Methods — Patients admitted to 58 cardiac care units (CCUs) in Ontario that participated in the Fastrak II Acute Coronary Syndromes registry were linked to CIHI hospital discharge abstracts. The most responsible diagnosis at hospital discharge in the administrative data was compared with the CCU discharge diagnosis in the clinical registry.
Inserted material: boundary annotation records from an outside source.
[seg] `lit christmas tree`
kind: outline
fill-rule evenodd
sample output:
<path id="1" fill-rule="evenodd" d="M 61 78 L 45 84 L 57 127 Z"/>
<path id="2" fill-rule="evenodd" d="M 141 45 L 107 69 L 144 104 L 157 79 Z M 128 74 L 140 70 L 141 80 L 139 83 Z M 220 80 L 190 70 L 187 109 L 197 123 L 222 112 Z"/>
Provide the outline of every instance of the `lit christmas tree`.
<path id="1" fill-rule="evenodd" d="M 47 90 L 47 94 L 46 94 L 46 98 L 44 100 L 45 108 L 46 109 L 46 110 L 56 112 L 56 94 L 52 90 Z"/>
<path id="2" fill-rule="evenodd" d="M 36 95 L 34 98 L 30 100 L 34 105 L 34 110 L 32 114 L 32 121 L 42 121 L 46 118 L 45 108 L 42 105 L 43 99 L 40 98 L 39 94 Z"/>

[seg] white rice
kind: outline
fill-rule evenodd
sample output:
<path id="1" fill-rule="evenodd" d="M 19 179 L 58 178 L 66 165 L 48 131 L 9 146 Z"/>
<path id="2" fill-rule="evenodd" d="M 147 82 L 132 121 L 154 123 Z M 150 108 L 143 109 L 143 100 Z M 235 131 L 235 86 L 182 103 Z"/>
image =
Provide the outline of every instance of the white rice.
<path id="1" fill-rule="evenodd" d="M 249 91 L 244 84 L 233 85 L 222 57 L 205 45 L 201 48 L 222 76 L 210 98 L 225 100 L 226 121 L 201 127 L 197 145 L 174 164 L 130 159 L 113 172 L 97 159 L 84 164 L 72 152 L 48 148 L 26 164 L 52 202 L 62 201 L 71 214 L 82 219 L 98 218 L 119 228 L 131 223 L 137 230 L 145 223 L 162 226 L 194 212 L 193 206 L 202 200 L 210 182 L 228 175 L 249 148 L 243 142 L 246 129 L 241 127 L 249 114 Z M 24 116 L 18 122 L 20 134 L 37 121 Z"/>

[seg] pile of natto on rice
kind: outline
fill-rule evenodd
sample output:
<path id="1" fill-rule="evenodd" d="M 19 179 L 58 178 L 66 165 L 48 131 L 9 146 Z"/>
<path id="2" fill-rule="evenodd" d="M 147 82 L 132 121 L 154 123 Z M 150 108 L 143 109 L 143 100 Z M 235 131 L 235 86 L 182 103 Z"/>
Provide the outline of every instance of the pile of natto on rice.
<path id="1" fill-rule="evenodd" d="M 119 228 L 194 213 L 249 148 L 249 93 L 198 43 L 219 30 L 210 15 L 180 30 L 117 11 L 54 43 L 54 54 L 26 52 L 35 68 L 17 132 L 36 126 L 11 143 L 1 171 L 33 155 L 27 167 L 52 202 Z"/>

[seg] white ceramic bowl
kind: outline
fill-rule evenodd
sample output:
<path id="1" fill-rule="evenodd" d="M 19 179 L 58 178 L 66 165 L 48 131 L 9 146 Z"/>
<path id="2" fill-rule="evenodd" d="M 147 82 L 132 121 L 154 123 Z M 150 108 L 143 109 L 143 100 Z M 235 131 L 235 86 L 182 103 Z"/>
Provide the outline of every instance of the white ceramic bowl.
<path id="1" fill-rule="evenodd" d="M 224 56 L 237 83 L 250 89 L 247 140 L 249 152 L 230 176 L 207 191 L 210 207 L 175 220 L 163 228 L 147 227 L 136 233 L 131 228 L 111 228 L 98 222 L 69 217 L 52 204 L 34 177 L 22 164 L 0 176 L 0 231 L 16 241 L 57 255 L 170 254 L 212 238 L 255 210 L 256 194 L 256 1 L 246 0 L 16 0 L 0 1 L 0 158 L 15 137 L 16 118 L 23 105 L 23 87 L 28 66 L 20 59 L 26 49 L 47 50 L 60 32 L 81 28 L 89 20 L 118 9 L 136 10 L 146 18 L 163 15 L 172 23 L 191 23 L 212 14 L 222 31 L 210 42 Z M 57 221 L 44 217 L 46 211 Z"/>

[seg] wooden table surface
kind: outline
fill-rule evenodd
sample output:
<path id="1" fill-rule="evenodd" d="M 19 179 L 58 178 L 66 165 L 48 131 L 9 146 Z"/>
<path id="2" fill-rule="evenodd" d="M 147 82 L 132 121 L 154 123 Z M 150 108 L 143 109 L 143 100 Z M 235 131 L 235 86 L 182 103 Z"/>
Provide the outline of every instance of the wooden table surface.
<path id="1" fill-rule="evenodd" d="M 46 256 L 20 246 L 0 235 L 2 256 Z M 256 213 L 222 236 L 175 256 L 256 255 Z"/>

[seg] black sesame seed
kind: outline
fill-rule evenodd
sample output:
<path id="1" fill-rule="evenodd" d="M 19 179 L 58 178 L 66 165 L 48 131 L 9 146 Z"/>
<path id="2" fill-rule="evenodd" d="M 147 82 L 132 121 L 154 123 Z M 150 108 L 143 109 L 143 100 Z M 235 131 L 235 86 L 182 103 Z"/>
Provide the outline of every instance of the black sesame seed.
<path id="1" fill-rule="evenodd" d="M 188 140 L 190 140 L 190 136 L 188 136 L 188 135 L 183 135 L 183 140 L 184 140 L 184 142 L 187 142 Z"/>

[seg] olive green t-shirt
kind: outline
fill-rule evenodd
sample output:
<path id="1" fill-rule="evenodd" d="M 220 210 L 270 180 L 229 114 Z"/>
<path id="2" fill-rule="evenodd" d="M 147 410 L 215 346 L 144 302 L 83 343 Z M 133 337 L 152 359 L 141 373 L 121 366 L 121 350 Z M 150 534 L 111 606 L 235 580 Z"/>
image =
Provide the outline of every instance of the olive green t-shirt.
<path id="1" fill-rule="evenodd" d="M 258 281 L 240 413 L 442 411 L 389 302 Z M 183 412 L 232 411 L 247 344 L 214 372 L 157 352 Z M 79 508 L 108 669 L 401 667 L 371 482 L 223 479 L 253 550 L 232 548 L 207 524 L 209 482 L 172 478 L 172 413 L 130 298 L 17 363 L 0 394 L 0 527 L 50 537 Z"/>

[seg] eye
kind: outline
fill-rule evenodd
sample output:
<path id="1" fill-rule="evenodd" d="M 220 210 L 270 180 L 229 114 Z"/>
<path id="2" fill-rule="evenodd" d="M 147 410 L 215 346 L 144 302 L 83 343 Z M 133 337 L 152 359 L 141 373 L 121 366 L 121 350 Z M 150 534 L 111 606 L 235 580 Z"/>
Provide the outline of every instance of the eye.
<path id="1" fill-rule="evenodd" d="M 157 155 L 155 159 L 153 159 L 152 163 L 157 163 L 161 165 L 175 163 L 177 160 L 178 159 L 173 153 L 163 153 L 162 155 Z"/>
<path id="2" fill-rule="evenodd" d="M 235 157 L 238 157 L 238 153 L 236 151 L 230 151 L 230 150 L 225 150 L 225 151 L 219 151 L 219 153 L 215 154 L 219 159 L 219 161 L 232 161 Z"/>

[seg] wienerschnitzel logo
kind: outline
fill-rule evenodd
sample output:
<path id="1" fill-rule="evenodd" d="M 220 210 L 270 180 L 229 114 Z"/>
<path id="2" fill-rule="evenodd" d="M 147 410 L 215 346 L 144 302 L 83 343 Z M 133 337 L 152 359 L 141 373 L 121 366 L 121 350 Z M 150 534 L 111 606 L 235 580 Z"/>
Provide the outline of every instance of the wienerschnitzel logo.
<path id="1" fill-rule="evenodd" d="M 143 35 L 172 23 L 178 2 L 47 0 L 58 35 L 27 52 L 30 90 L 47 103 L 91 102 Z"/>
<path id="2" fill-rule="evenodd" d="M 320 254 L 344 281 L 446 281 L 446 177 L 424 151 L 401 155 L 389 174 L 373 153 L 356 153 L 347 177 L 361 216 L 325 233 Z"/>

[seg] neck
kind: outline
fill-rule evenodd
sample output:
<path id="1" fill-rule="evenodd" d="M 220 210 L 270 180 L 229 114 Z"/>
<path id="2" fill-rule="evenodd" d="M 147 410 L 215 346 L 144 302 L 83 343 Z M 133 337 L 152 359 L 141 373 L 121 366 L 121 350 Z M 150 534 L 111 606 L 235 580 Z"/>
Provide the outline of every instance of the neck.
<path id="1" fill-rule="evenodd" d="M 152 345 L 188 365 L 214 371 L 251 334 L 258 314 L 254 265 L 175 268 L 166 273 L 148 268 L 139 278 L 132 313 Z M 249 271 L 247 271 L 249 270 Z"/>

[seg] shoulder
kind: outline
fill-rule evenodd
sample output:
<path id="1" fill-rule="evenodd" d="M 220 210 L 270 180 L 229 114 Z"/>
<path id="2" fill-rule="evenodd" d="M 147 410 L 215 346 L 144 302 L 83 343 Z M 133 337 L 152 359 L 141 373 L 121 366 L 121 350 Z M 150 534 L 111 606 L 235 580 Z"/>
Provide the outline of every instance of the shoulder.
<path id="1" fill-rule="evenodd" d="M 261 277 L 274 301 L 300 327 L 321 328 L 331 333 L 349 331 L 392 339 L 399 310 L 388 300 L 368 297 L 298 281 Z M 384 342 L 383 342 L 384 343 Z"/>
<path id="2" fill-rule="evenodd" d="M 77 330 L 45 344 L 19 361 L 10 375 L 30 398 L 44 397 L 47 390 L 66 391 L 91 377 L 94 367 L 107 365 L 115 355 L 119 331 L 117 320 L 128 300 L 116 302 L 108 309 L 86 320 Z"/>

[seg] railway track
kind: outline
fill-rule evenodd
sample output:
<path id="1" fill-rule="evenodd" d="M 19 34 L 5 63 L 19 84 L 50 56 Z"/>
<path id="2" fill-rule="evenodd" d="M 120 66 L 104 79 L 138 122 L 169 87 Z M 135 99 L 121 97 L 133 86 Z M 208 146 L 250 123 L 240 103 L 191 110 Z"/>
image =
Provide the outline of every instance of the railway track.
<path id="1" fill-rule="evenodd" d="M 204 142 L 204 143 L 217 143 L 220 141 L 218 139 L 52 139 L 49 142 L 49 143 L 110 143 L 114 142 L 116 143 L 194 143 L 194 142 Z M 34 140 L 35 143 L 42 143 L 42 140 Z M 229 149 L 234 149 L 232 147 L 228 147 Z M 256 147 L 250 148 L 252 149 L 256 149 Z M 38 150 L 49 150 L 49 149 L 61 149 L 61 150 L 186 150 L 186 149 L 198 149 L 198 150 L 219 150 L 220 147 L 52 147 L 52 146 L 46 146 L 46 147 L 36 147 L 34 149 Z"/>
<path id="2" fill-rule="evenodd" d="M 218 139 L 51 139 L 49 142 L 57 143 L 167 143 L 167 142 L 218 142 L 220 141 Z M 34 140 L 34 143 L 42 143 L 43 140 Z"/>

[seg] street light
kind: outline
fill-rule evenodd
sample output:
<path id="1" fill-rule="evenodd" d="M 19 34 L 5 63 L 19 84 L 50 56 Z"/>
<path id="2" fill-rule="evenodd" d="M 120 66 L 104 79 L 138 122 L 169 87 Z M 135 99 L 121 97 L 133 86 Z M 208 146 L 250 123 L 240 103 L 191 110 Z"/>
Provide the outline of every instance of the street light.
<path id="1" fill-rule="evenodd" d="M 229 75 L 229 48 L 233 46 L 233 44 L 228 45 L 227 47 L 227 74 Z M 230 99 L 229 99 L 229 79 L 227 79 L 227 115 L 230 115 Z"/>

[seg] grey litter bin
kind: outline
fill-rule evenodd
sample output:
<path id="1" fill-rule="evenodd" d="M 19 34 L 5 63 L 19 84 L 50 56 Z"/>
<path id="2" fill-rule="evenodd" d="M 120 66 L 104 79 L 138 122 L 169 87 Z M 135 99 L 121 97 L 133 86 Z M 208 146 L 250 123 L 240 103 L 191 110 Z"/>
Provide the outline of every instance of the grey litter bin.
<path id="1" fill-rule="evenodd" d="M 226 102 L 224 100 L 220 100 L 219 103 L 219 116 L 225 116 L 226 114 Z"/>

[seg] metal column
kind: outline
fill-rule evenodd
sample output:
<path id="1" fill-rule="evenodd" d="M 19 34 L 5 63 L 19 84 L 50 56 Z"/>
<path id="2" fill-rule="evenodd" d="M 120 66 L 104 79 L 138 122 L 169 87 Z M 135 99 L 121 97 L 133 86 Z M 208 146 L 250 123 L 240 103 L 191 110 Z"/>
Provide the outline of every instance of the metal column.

Results — A total of 58,816 CCU patients were linked to hospital discharge abstract data. The specificity, sensitivity, and positive predictive value of a most responsible diagnosis of acute myocardial infarction were 92.8%, 88.8%, and 88.5%, respectively. The specificity of CIHI diagnosis codes for arrhythmia, congestive heart failure, unstable angina, and chest pain not yet diagnosed were all at least 93.9%. However, the sensitivity of these CIHI diagnosis codes was no greater than 60.7%. Furthermore, the positive predictive values were no larger than 80.8%.

Conclusion — Myocardial infarction is generally accurately coded in Ontario hospital discharge abstract data. However, other cardiac diagnoses are less reliably coded in discharge abstract data.



Austin PC, Daly PA, Tu JV. Amer Heart J. 2002; 144(2):290-6.